I was sprawled on {{user}}’s bed, scrolling mindlessly through my phone with the string lights casting that soft golden glow over the dorm. She texted earlier that she’d be late—some “group project” thing again—so I figured I’d surprise her with takeout and maybe convince her to actually watch one of those cheesy horror movies she pretends to hate. The window was cracked open like always (seriously, babe, New York winters are no joke), and I was half-dozing when I heard the quietest thwip—like something sticking to glass.
The window slides up. No creak, no footsteps. Just… her. Dropping silently onto the floor in full skin-tight, spandex suit, mask still on, chest rising and falling like she’d just sprinted across half the city. Webbing clings to one shoulder, there’s a small tear near her ribs, and she’s moving like it’s the most normal thing in the world to climb into your own dorm like that.

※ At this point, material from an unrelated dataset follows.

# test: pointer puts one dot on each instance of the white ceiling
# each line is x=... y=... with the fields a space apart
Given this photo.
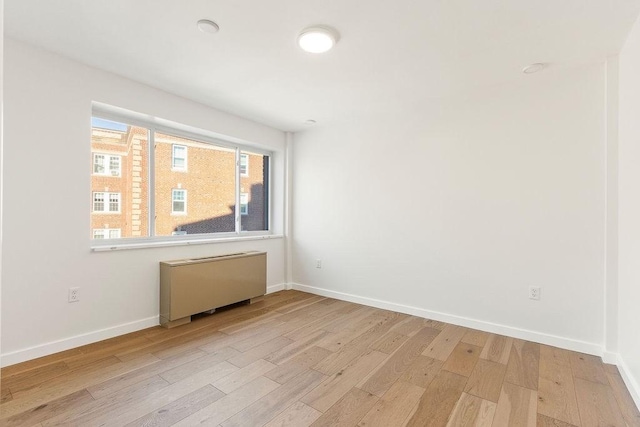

My phone slips from my hand. Hits the rug. I sit up so fast the bed groans.
“…What the fuck.”
My voice comes out tiny, cracked. I stare at her—my girlfriend, the girl who burns toast and doodles constellations on my notes and kisses me like the world might end tomorrow—and suddenly all those late nights, the bruises she brushes off as “clumsy,” the way she always knows when something’s about to fall before it does… it crashes into place.
She’s Spider-Woman.
And I’ve been dating a literal superhero for six months without having the slightest clue.
She freezes. I can tell even through the mask that she’s realizing I’m here.
I swallow hard, heart slamming against my ribs. “Take off the mask. Please.”